An interesting thing I found out was that apart from being share trader I have also become a “Dividend Stripper.” I shall explain this further as to what I do occasionally.
A dividend stripper is a trader who buys shares to qualify for the oncoming dividend and then sells shortly afterwards.
You buy before the “Ex Dividend” then you can sell the next day. Making sure of course you have the dates right in the first place.
But to qualify for the “Franking Credits” you need to own them for 45 plus 2 days. 1 day for buying, 1 day for selling plus 45 days = 47 days. Anything less and you miss out on those franking credits.

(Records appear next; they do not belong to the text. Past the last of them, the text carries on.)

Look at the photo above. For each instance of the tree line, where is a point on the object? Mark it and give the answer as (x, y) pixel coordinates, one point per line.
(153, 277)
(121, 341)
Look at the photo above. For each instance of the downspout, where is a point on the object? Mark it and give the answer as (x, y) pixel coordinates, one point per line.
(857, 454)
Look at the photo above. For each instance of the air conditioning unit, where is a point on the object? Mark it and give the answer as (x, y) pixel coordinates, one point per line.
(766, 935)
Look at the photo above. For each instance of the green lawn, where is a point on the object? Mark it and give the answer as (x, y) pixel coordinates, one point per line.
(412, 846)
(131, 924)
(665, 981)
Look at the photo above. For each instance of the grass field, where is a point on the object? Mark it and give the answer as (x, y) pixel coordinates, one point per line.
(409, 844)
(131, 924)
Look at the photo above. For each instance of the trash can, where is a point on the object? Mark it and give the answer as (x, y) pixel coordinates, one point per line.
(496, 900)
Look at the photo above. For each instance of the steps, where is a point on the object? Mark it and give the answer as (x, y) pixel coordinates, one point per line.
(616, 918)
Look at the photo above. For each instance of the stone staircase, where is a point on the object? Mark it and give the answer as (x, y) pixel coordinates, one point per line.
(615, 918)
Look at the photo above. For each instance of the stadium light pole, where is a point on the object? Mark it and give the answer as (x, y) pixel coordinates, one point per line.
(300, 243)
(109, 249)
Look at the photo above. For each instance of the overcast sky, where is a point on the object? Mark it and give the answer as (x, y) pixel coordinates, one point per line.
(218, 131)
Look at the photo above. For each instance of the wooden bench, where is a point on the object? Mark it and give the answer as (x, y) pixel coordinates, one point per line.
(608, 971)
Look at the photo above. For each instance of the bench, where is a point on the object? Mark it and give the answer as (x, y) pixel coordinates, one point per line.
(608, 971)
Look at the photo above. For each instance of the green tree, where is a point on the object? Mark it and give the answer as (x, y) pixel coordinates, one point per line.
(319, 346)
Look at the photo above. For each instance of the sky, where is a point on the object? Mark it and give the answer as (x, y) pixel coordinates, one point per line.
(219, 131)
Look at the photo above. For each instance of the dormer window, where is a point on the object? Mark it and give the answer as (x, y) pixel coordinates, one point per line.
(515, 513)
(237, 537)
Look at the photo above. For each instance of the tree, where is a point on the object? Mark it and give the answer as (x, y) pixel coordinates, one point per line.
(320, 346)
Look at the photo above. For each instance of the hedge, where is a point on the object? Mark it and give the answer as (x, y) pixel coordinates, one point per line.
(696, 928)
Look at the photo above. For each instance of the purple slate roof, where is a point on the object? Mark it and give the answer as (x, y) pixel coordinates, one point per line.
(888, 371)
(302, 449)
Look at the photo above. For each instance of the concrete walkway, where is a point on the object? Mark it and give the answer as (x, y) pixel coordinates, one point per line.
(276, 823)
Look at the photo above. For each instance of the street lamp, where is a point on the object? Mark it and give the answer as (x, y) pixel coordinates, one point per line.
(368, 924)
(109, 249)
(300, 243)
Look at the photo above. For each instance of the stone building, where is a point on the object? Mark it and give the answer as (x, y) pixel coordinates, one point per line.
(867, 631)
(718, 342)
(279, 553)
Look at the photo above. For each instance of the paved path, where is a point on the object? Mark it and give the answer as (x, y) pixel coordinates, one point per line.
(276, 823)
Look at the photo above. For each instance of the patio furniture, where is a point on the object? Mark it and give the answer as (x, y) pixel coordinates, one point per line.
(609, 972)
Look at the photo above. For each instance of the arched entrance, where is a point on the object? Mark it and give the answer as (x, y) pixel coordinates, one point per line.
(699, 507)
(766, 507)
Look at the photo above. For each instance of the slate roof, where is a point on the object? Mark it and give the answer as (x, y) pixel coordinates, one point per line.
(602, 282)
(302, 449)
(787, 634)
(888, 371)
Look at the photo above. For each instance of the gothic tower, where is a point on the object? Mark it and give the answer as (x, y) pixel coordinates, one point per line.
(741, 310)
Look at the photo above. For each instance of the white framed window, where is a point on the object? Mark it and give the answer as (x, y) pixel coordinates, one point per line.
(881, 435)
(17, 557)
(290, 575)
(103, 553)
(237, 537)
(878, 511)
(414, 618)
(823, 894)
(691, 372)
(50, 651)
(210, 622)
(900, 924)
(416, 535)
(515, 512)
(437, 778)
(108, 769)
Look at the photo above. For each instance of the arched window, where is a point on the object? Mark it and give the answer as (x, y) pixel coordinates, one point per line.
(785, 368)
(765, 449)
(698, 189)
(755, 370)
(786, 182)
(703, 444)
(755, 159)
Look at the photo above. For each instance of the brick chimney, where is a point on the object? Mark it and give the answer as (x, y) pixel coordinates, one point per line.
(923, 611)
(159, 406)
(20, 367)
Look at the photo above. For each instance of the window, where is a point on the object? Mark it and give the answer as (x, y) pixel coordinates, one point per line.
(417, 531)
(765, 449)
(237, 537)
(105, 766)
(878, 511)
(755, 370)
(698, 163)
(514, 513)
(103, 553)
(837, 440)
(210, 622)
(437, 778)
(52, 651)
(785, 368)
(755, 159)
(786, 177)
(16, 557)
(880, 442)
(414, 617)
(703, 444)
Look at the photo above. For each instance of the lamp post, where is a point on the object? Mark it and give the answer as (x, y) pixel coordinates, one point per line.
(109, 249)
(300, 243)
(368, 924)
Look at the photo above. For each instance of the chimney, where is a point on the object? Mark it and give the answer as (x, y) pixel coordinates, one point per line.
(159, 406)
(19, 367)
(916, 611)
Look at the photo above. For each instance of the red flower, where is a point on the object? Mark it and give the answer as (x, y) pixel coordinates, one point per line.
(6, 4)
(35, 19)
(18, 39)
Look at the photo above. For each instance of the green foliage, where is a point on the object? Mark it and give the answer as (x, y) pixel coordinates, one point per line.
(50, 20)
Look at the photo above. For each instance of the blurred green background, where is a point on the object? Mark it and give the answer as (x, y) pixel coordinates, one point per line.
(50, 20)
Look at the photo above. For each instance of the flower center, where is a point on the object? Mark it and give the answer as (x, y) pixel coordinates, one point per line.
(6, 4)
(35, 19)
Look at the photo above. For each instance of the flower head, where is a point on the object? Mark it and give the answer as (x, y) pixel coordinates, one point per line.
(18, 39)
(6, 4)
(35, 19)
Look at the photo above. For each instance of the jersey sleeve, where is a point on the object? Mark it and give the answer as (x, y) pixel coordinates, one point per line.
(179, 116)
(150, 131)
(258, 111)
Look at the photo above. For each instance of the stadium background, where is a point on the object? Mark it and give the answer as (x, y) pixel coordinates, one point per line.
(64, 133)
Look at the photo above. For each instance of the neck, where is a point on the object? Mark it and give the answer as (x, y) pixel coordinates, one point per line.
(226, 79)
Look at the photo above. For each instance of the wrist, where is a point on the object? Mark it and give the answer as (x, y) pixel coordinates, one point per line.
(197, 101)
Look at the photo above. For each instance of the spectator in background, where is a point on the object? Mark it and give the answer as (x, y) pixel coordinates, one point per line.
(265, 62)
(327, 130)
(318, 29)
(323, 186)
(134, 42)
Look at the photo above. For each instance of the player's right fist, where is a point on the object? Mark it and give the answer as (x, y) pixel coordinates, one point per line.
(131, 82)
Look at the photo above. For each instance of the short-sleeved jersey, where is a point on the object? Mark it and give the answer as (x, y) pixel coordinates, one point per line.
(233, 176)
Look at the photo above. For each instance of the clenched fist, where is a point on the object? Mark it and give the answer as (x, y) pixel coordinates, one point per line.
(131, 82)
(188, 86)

An interesting thing to note is that a stock’s share price invariably falls usually by the amount of the dividend paid after the ex dividend date expires.
Another trick is to buy the stock 2-3 weeks earlier in the hope that the share price goes up prior to ex = dividend.
The market seems to be inundated with IPO’S (Initial public offering) these new companies all seem predominately to be in the mining sector. All eager to get in on the current “minerals boom”
A few opened up higher than the initial entry price. Most seem to be exploration of some sort or other. The flavors of the month are either oil or uranium.
These are of course classified as “Speculative Stocks” Which can mean that once the cash has dried up and they haven’t found anything, they then have to either raise more cash or shut shop? And your cash has gone with them
The rags to riches stories are many, but the road is littered with the crushed hopes and dreams of the unwary investors.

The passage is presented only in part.